To survive in the standup business, you need to be seriously adaptable. There's an interesting bit in Sumit Anand’s debut hour, for example, where he thanks the audience as a whole for telling lies, big and small, every day. But tonight, “I can thank all of you individually," he realises, and does. It is pretty sparse on this rainy evening, but he makes the best of it. Eventually.
Anand is a rapid riser, only beginning on the burgeoning Indian circuit five years ago.
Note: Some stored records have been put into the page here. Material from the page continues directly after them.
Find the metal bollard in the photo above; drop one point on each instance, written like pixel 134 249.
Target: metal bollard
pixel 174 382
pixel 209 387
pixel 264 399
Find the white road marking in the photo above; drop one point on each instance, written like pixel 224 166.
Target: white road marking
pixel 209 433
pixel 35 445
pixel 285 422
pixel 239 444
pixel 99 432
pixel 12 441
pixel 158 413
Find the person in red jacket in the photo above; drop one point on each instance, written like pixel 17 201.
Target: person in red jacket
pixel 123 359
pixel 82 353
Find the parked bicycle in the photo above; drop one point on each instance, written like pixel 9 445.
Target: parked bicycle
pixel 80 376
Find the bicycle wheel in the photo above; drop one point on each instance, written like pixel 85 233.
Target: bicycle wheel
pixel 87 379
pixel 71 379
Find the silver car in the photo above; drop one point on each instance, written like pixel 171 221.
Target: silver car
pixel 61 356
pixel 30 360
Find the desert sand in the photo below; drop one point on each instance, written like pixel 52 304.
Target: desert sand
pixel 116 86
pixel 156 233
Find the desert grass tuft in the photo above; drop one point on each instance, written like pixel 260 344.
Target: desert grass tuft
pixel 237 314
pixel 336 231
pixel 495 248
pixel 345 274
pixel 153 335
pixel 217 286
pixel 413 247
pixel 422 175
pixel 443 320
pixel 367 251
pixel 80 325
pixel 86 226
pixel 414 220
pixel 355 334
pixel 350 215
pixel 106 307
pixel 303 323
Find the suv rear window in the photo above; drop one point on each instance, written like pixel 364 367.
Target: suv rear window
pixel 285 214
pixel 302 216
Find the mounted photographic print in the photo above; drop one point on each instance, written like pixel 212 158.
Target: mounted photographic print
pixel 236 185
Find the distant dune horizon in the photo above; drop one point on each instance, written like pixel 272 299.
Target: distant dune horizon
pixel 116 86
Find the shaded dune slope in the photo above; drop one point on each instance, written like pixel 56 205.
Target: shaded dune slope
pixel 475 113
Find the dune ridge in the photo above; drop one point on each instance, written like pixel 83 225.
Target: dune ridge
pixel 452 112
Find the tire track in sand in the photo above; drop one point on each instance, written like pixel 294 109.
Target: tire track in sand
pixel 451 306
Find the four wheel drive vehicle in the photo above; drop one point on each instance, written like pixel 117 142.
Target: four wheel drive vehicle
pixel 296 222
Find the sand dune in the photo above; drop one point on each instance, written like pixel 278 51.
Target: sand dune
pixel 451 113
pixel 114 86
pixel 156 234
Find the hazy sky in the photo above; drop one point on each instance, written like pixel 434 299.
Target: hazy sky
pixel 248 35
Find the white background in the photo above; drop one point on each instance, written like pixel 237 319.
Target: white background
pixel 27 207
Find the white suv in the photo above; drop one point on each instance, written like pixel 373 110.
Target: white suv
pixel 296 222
He does seem slightly thrown by the empty rows here, early on—doing an impromptu survey about how we heard about the gig is an odd way to start one—but begins to find a groove after the first laughs are prised from this damp gathering.
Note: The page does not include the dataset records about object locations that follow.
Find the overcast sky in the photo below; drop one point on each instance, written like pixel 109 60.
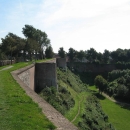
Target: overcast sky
pixel 80 24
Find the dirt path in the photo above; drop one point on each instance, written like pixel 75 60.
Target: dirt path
pixel 78 110
pixel 113 100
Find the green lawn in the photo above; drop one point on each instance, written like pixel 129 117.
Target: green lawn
pixel 119 116
pixel 17 110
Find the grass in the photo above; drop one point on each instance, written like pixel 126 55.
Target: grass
pixel 119 116
pixel 17 110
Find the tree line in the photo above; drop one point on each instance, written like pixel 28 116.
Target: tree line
pixel 92 56
pixel 35 44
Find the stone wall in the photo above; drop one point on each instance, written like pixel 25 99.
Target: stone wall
pixel 27 76
pixel 45 75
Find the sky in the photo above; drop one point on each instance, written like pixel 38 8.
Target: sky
pixel 80 24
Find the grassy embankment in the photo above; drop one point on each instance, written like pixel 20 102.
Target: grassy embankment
pixel 17 110
pixel 119 115
pixel 80 94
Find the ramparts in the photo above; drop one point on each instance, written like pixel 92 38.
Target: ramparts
pixel 45 75
pixel 27 75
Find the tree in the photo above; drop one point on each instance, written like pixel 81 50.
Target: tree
pixel 12 44
pixel 80 55
pixel 49 52
pixel 91 54
pixel 100 83
pixel 39 38
pixel 106 55
pixel 71 54
pixel 61 52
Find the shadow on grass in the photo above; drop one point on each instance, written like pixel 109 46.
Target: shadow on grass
pixel 99 96
pixel 123 105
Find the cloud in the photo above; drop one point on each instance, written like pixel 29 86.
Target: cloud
pixel 80 24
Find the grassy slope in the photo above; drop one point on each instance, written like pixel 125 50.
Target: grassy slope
pixel 118 115
pixel 17 110
pixel 70 115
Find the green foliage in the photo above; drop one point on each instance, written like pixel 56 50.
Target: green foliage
pixel 17 110
pixel 101 83
pixel 71 80
pixel 94 118
pixel 119 84
pixel 49 52
pixel 61 52
pixel 61 99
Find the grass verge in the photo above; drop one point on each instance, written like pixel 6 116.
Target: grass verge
pixel 119 115
pixel 17 110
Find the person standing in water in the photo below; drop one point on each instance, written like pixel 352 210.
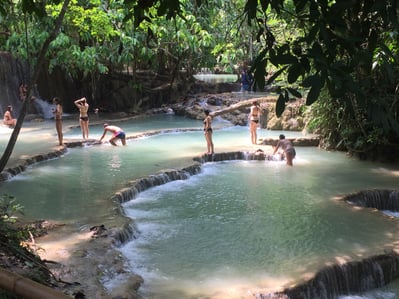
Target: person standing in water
pixel 254 117
pixel 83 116
pixel 288 148
pixel 57 111
pixel 117 132
pixel 208 132
pixel 8 119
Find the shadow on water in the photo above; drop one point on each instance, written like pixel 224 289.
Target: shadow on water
pixel 234 230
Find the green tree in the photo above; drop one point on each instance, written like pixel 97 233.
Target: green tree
pixel 31 8
pixel 348 49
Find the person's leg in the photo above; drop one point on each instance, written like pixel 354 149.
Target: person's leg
pixel 211 150
pixel 82 126
pixel 112 141
pixel 87 129
pixel 59 131
pixel 289 156
pixel 209 144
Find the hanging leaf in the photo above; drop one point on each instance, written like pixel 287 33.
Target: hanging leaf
pixel 294 72
pixel 294 92
pixel 275 75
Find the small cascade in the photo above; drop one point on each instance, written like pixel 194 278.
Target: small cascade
pixel 44 108
pixel 227 156
pixel 346 279
pixel 145 183
pixel 125 233
pixel 378 199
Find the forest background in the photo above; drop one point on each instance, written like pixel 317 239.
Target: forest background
pixel 342 56
pixel 132 55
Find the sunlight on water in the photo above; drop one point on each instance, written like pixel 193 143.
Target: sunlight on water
pixel 233 230
pixel 250 225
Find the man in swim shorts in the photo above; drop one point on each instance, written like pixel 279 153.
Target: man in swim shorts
pixel 117 133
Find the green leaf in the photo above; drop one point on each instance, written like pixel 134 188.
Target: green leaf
pixel 294 92
pixel 294 72
pixel 275 75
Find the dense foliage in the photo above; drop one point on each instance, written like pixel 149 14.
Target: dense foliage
pixel 348 52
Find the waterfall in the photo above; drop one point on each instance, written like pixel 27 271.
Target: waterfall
pixel 346 279
pixel 150 181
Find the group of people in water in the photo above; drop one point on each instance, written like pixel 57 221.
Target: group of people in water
pixel 289 152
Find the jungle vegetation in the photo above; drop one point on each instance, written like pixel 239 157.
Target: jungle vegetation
pixel 341 55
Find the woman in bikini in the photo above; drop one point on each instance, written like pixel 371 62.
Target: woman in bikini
pixel 83 117
pixel 288 148
pixel 208 132
pixel 8 119
pixel 117 133
pixel 58 119
pixel 254 117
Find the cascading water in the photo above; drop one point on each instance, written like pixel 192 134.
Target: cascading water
pixel 236 229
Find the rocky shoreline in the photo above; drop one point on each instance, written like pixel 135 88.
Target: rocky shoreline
pixel 84 261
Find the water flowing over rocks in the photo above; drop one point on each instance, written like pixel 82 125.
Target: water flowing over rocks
pixel 234 107
pixel 346 279
pixel 378 199
pixel 8 173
As he suggests, with a livelier crowd the comic would be too, but tonight he’s philosophical, rattling off quotes from great minds, then rubbishing those ideas in a droll fashion. His own route through life is rather thoughtful and passive, and he bemoans the lost joys of childhood, those two simple settings, “playing, or crying.” We adults spend two long worrying about the stuff in between.
Anand is an intriguing character to spend time with, and his own quirks are apparently masochistic. As a kid he slapped himself repeatedly in the face, after father slapped him first. More recently he crashed his car into a parked one, on purpose, because why not? And then he flies here to put on a Fringe show. It’s fun watching him roll with it.